Though the terminology is something to be changed, the concept is quite simple.
Once you have checked out the affordability and repayments calculator, and know what you can afford.
You are now serious about looking for a property.
As someone who is serious, you can take the next step and get a pre-qualification certificate that states how much you can afford.
What is pre-qualification?
Having an idea of how much you can afford and how much you can pay back is not nearly enough proof that you actually can afford a loan.
This is why many mortgage originators (and estate agents) have developed a certificate so that you have something to show people that you are serious about buying. As a rough guideline, it means that according to their knowledge, you have the means to afford a certain amount of money.
It does not mean that the bank will lend you this money, but it does give you a much better idea within your personal financial situation. You need to see it as the most accurate guideline we have before submitting our loan application to the bank on how much the bank will most probably lend you.
What is the difference between pre-qualification and affordability?

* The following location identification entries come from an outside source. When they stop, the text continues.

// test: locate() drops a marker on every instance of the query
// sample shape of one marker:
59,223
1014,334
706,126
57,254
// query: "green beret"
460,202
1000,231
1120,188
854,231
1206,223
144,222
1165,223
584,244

Most of the affordability calculators do not take into account the 30 % rule or exposure to property. It also does not include a credit check, as this will cost money.
This is why a pre-qualification certificate was designed.
Once you’ve done all the checks on affordability and repayment calculators, you can now go and get a pre-qualification certificate. This is normally done free of charge to you, the buyer. The check will include a credit check, and all credit expenses will be included in the calculations
An affordability certificate is a fairly new thing. It’s basically the same as a pre-qualification certificate.
For more on affordability and credit expenses, check out my article here.
Though not a requirement when buying a property, it is convenient to use it as leverage to prove that you’re serious. If the agent knows that you can afford only e.g. a R 1 000 000 000 000 bond, he will show you properties in this price range.
This will save you time and give you leverage.
Now that you know about pre-qualification certificates, go now!